Il senso è stato chiaro: Caperna ha voluto scavalcare ciò che è nel mandato pubblico è doveroso e lo ha voluto mettere a traino di un “humus” sociale ed amministrativo che, di quella missione, è incentivo ed “upgrade”.
Perché “Veroli ha da sempre investito nella cultura come leva di crescita e coesione sociale. È una Città che promuove il pensiero critico, la partecipazione, la memoria”.
Nelle ore dei Fasti il primo cittadino ha sottolineato come “i festival, gli incontri, le attività con le istituzioni scolastiche” siano “segno tangibile di una vocazione che unisce tradizione e impegno civile. In questo tessuto sociale vivo e attento, l’ingresso nella rete di Avviso Pubblico rappresenta un naturale proseguimento e un ulteriore rafforzamento”.

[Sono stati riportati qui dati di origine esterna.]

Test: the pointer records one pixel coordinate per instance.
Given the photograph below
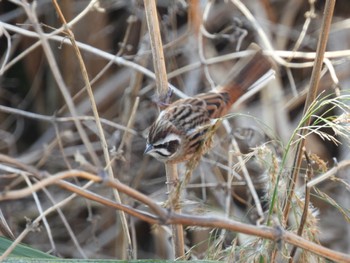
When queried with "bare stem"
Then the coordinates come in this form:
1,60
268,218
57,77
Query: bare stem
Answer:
162,89
97,119
314,81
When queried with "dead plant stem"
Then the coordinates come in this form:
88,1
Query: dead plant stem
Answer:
103,141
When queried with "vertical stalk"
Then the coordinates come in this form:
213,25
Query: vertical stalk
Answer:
314,82
162,90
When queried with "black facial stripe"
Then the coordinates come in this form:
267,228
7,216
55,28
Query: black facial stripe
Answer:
162,154
183,113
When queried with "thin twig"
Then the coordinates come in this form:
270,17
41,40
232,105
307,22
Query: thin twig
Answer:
162,215
162,90
309,175
97,120
314,81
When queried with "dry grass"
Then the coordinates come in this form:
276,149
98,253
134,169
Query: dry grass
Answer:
78,93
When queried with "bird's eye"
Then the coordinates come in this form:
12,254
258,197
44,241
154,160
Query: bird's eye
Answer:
171,146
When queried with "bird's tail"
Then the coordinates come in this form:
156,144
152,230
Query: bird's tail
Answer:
245,73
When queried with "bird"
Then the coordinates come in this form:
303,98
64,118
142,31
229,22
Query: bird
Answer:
181,129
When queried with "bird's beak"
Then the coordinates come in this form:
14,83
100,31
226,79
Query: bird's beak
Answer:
149,147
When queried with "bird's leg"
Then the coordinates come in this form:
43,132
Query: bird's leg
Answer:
164,101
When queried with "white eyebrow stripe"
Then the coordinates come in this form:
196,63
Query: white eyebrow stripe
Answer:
170,137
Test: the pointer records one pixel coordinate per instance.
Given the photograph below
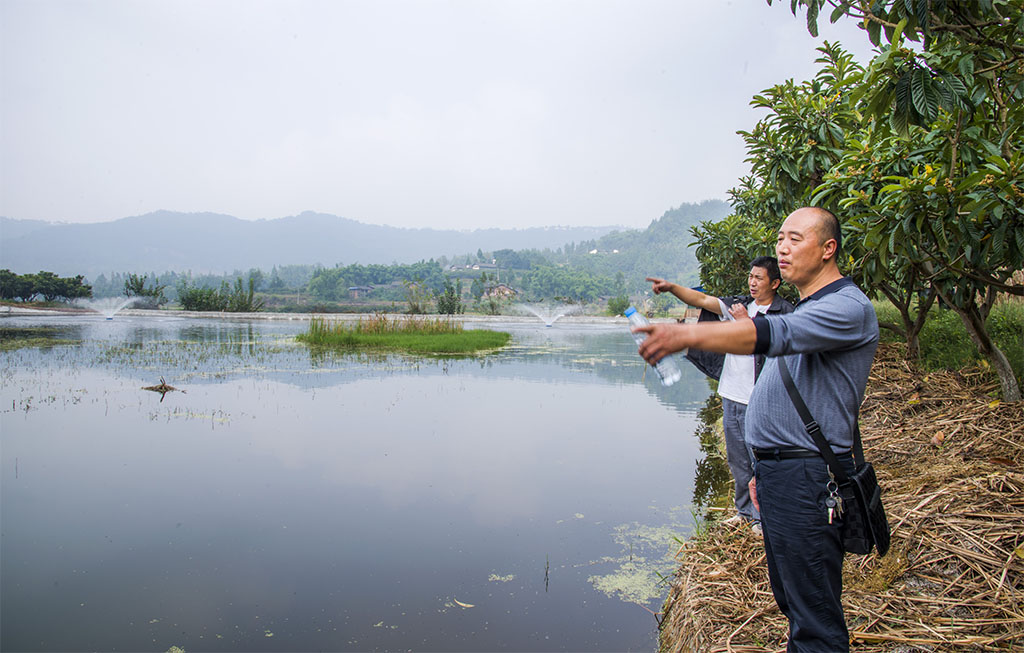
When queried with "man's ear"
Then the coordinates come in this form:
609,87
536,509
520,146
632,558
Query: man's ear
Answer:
828,250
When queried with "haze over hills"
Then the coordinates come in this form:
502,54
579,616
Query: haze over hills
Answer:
214,243
210,243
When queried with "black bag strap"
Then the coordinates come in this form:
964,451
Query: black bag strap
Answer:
815,431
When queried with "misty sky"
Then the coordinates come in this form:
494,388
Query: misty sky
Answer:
442,114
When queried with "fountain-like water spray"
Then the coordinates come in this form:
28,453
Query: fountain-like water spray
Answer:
549,314
109,306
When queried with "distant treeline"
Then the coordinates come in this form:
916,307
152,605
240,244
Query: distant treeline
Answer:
612,265
43,285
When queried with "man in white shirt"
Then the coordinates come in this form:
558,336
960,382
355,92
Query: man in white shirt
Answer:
735,373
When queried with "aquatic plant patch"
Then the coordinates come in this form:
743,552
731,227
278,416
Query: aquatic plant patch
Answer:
415,335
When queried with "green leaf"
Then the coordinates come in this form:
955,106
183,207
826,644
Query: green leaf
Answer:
812,17
920,93
897,35
875,32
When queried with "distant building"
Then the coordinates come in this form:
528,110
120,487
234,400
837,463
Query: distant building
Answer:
358,291
502,291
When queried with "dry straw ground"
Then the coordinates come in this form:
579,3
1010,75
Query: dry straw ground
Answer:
950,461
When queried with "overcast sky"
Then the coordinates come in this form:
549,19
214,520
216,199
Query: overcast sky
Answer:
454,115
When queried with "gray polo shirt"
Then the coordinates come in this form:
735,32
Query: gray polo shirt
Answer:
829,343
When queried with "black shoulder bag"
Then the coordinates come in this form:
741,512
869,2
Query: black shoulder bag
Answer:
864,524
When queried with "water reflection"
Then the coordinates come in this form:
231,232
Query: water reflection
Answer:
351,503
713,482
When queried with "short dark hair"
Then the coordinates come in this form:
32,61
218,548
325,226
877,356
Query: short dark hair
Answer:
770,263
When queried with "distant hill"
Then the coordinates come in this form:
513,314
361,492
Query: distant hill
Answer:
213,243
663,250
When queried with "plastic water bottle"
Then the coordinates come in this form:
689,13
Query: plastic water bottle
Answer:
667,367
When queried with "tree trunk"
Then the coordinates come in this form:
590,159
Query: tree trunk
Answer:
975,324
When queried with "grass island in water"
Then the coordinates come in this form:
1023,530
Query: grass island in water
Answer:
421,336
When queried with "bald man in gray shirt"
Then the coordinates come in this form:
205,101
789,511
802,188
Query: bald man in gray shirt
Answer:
828,343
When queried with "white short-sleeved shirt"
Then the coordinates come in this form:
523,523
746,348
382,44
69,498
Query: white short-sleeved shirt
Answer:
736,382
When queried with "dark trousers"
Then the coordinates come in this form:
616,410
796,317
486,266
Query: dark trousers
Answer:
804,551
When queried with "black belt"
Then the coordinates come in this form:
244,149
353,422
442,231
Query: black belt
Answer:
784,452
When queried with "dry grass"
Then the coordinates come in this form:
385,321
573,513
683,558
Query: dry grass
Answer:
950,461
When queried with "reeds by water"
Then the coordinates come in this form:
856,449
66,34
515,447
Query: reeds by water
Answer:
950,462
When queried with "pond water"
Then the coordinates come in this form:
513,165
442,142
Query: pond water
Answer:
284,501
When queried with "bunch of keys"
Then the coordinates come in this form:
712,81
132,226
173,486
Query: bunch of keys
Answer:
834,501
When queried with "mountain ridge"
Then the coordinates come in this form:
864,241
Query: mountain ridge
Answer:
207,242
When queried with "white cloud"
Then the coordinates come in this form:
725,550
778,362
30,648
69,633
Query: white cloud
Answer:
412,114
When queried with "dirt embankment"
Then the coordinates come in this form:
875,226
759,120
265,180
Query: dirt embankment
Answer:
950,461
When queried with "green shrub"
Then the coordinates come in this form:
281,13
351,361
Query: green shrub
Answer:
617,305
946,345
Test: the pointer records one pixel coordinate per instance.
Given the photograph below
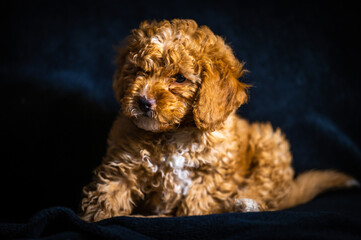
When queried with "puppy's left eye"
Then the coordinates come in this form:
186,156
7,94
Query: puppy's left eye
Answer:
179,78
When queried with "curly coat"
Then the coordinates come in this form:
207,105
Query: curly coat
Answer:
190,154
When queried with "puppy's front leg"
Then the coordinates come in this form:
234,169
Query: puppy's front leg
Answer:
109,195
247,205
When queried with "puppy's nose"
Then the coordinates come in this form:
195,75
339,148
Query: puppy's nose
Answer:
144,104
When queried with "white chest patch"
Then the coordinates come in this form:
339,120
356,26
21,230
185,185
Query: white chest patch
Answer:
177,162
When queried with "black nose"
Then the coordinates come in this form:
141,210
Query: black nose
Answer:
144,104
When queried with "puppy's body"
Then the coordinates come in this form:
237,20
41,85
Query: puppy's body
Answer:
178,148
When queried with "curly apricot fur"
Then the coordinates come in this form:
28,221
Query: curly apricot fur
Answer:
191,154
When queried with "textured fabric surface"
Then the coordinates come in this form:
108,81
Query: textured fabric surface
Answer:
57,107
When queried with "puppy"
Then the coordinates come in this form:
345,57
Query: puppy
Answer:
177,148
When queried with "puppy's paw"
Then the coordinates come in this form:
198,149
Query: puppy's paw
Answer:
247,205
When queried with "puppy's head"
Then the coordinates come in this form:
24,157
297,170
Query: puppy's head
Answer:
174,72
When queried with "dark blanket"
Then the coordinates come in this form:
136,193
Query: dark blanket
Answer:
57,107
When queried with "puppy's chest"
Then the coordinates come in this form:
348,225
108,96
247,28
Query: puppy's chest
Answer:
168,171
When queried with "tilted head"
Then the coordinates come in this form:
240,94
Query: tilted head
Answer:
174,72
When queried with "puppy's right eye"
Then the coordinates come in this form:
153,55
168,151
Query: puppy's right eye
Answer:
179,78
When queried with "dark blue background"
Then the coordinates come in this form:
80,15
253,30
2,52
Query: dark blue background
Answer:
57,104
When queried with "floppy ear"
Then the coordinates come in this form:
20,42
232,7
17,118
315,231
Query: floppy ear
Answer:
120,81
220,93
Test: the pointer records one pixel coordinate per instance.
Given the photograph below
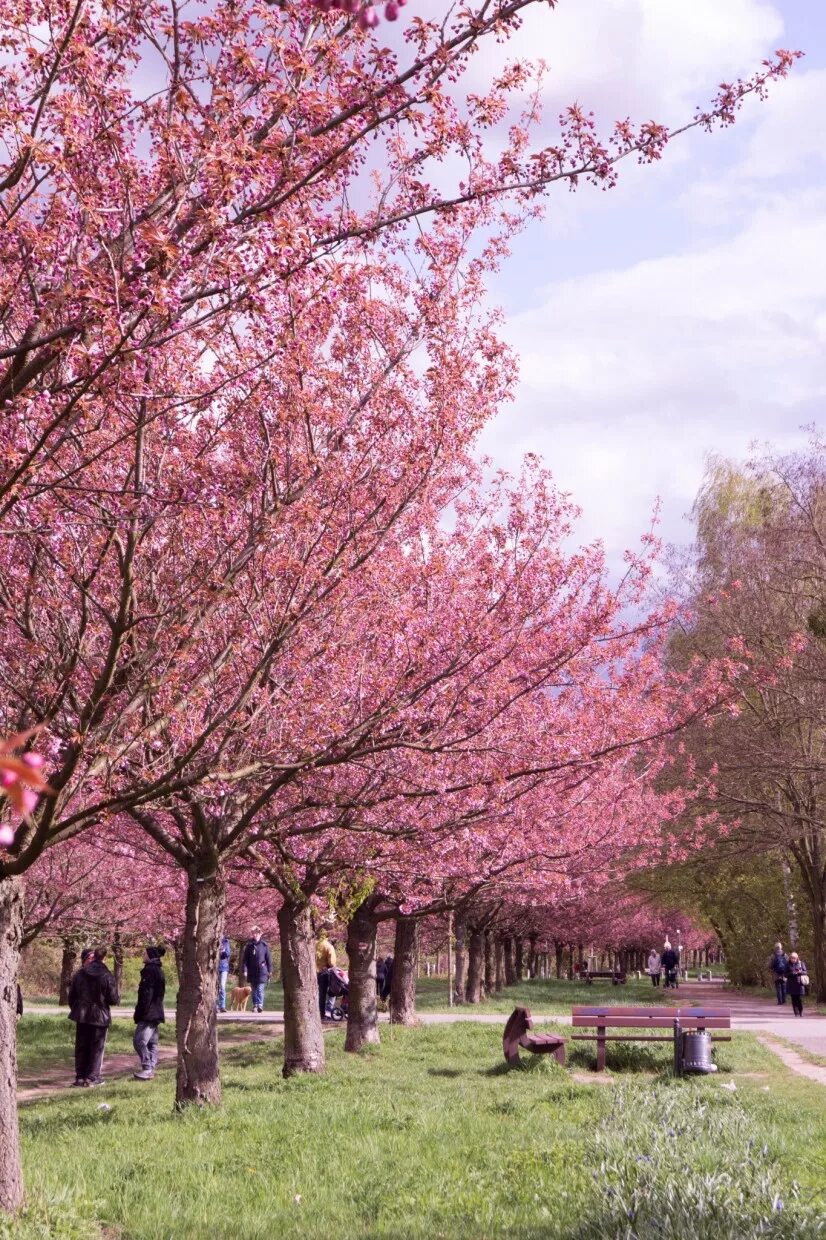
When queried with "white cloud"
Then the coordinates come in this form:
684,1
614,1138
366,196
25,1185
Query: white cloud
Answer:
629,377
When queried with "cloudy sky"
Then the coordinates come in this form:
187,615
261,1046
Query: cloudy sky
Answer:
685,311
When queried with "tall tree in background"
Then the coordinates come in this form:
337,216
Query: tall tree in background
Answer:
758,587
186,231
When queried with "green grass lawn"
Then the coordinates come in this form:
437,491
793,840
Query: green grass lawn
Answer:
547,996
433,1136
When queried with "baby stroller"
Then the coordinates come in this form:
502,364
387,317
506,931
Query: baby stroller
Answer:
337,993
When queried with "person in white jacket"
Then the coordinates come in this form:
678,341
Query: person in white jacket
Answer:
655,966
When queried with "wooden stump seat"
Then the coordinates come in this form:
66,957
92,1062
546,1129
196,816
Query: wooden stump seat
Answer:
516,1034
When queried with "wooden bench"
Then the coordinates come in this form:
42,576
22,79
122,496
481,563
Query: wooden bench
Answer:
516,1034
644,1018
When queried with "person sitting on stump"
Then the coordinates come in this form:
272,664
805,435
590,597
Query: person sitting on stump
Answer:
92,996
149,1012
796,981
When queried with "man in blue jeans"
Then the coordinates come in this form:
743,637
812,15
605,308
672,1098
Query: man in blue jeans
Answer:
223,969
257,967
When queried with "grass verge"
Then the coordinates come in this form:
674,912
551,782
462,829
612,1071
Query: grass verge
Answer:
432,1135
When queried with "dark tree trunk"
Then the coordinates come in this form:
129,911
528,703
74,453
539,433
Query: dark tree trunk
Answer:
490,964
500,965
117,956
406,957
475,966
460,962
303,1032
510,967
10,940
199,1079
67,969
362,1018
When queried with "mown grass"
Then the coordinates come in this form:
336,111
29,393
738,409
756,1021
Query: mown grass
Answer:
432,1135
547,996
46,1042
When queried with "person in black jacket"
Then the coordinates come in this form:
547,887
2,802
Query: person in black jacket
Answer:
149,1012
92,995
257,967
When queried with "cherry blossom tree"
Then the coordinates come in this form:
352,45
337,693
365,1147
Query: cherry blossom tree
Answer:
211,414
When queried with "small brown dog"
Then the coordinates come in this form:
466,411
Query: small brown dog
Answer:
239,998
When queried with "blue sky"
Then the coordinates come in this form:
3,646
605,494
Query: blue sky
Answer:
685,311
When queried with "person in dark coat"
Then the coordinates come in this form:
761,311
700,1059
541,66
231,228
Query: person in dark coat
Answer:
257,967
778,966
795,985
149,1012
670,961
92,995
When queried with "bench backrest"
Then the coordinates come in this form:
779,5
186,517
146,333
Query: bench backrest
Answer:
651,1017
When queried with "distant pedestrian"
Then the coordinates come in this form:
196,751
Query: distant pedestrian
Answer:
225,951
257,967
796,981
655,966
92,995
149,1012
670,961
325,960
778,966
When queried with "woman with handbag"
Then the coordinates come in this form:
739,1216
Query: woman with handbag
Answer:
796,981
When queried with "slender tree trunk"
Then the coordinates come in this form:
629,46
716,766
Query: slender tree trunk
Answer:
67,970
10,939
490,962
362,1018
303,1032
461,962
475,966
500,965
117,956
406,960
199,1078
510,967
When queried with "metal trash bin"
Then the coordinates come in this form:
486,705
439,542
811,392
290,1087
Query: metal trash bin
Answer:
696,1052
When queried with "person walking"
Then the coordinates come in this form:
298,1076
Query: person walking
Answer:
778,966
654,966
257,967
796,981
225,951
149,1012
92,996
670,962
325,960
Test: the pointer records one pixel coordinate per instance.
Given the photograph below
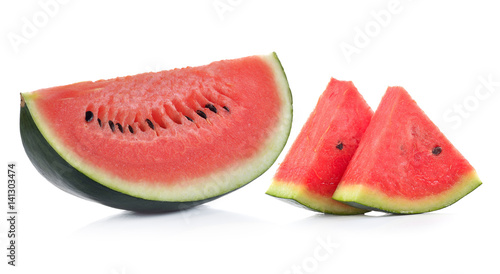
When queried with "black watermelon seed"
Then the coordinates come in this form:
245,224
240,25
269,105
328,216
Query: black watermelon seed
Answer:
340,146
437,150
111,126
211,108
150,124
120,128
89,116
202,114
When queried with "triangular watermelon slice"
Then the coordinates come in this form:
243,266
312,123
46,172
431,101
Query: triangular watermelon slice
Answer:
404,164
319,156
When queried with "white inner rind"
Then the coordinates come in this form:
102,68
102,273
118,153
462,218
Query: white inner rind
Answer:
368,196
300,194
200,188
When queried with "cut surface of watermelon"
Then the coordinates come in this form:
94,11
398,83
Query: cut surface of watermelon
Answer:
404,163
157,141
313,167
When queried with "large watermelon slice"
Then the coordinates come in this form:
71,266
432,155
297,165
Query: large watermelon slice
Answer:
161,141
404,164
319,156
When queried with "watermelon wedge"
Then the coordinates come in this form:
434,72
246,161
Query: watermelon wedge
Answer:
313,167
404,164
160,141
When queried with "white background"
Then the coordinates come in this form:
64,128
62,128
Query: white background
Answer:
442,53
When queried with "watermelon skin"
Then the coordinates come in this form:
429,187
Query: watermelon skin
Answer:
66,173
313,167
395,169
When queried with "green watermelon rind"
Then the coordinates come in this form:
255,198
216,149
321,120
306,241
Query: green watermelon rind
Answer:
71,174
364,197
301,197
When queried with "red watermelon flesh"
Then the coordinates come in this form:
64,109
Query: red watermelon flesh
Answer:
404,163
181,135
313,167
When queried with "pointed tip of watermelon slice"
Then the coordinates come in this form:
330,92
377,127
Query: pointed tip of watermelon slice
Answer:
297,195
364,197
404,163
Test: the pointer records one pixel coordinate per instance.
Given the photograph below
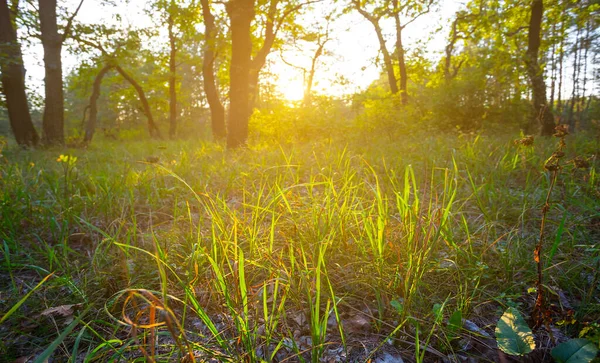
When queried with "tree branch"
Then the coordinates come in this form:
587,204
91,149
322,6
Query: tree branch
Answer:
70,23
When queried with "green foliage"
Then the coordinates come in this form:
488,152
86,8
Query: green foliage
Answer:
575,350
513,335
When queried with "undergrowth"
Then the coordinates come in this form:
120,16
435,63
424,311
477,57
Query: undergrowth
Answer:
309,252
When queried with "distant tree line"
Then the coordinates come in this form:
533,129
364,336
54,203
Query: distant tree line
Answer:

Perché ci sono spot concettuali di illegalità diffusa e pervasiva che vanno combattuti. Con la fede nella vittoria finale e con la c(o)ultura di ciò che va fatto per vincere. A partire dai giovani e dalla società. “Crediamo che la lotta alle mafie ed alla corruzione debbano vivere nella coscienza collettiva, nelle scuole, nelle piazze, nei luoghi della cultura”.
ll “grazie” di Galli

“Voglio ringraziare il Sindaco Germano Caperna, nonché i consiglieri di maggioranza e di opposizione per la loro scelta chiara di stare dalla parte giusta e per le belle parole che hanno speso nei miei confronti”. “L’auspicio è che il numero dei Comuni associati ad ‘Avviso Pubblico’ possa crescere ancora, perché schierarsi in modo netto per la legalità e contro le mafie rappresenta un bel segnale per il futuro di questo territorio“.
Parole di Marco Galli, storico referente laziale degli “Amici di Avviso pubblico”, cepranese doc, uomo di amministrazione della cosa pubblica e uomo delle istituzioni in divisa, presente all’assise civica ernica.
L’orizzonte condiviso

In questo senso – ha poi proseguito Caperna – Avviso Pubblico ci offre un orizzonte condiviso, un percorso concreto per tradurre i principi della legalità in scelte amministrative e in pratiche civiche accessibili a tutti”.
Tutto questo sarà (ancor più) possibile grazie ad un’associazione – ha chiosato Caperna sui media – “che da anni riunisce Enti locali e Regioni impegnati nella formazione civile contro le mafie. Per darne una lettura pragmatica, si tratta di un’associazione che promuove l’educazione alla legalità all’interno della pubblica amministrazione”.
E che mette in spunta di priorità una maggiore “trasparenza laddove manchi, sostegno alle politiche educative e maggiore sinergia tra enti locali”.